A particle is projected horizontally with a speed of $\dfrac{20}{\sqrt{3}}m/s$ from some height at t=0. At what time will this velocity make ${{60}^{o}}$ angle with the initial velocity.

$\begin{aligned} & A.1\sec \\\ & B.2\sec \\\ & C.1.5\sec \\\ & D.2.5\sec \\\ \end{aligned}$

Answer 1

Study the given diagram to understand the provided system. Then, find out the vertical component of velocity using the equation of motion.

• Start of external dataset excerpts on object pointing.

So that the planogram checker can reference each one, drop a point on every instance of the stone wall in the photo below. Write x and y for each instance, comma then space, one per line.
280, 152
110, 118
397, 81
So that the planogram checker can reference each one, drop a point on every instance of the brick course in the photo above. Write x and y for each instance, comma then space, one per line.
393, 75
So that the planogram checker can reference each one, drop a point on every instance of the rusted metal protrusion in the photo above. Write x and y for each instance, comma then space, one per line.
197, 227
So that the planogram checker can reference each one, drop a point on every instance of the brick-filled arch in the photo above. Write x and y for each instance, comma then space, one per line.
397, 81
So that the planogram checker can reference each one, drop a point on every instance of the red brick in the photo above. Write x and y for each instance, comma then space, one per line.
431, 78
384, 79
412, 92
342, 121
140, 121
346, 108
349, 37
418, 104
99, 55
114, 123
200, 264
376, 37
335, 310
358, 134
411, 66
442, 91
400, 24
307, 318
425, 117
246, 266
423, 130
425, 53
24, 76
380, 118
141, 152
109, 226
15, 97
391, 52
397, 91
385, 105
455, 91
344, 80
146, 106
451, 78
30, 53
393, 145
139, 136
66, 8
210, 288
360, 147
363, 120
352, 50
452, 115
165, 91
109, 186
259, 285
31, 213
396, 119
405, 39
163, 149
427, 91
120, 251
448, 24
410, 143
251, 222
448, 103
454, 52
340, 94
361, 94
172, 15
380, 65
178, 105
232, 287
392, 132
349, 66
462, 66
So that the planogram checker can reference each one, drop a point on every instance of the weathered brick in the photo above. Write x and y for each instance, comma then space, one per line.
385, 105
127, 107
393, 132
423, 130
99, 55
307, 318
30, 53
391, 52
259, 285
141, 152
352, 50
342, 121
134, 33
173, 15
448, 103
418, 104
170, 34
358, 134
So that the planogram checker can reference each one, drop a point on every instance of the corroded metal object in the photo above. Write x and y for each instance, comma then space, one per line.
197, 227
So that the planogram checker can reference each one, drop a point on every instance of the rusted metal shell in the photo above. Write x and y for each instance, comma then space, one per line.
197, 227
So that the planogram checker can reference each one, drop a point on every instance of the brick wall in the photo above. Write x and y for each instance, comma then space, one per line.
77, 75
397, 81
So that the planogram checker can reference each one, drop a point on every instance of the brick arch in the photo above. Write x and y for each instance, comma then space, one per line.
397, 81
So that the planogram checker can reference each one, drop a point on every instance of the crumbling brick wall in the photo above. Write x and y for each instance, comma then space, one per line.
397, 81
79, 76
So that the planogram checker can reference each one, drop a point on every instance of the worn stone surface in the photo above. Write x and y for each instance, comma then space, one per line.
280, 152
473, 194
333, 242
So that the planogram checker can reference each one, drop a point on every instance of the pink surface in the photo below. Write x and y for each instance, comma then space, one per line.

Then calculate the time at which the horizontal component of velocity makes an angle of ${{60}^{o}}$ with an initial velocity.
Formula used:
Use the formula of the first equation of motion
$v=u+at$

Complete answer:
As we know, particle is projected horizontally and initial horizontal component of the velocity of particle is ${{v}_{h}}=\dfrac{20}{\sqrt{3}}m/s\text{ at }t\text{=0}......\left( 1 \right)$
Now there is no acceleration in the horizontal direction. So the horizontal component of velocity will remain the same initial vertical component of velocity of the particle is ${{v}_{v}}=0$ because the particle is along the horizontal direction. Therefore, its initial vertical component is zero. This will change with time because of acceleration due to gravity having value$g=10m/{{s}^{2}}$.
Suppose after the time t sec the velocity of the particle makes an angle of ${{60}^{o}}$with initial velocity in the horizontal direction. After time t vertical component will be $v_{v}^{1}={{v}_{v}}+g\times t$
Where ‘$v_{v}^{1}$’ is the final vertical component of velocity after time t, ‘${{v}_{v}}$’ is the initial vertical component of velocity ‘g’ is the acceleration due to gravity, and ‘t’ is the time interval.
By putting values we get,
$\begin{aligned} & v_{v}^{1}=0+10t \\\ & v_{v}^{1}=10tm/s.....\left( 2 \right) \\\ \end{aligned}$
Now we have to find ‘t’ as we know
$\tan \theta =\dfrac{v_{v}^{1}}{{{v}_{h}}}$
Using (1) and (2) equation, we get
$\begin{aligned} & \tan {{60}^{o}}=\dfrac{10t}{\dfrac{20}{\sqrt{3}}} \\\ & \sqrt{3}=10t\times \dfrac{\sqrt{3}}{20} \\\ \end{aligned}$
$\sqrt{3}$ Cancel out and after simplifying this we get,
$\begin{aligned} & \Rightarrow t=\dfrac{20}{10} \\\ & \Rightarrow t=2\sec \\\ \end{aligned}$

So, the correct answer is “Option B”.

Note:
As given in the question, the particle is moving along a horizontal component. Therefore, its vertical component becomes zero. It is suggested to remember the values of acceleration due to gravity that is $g=10m/{{s}^{2}}$ which is a constant value.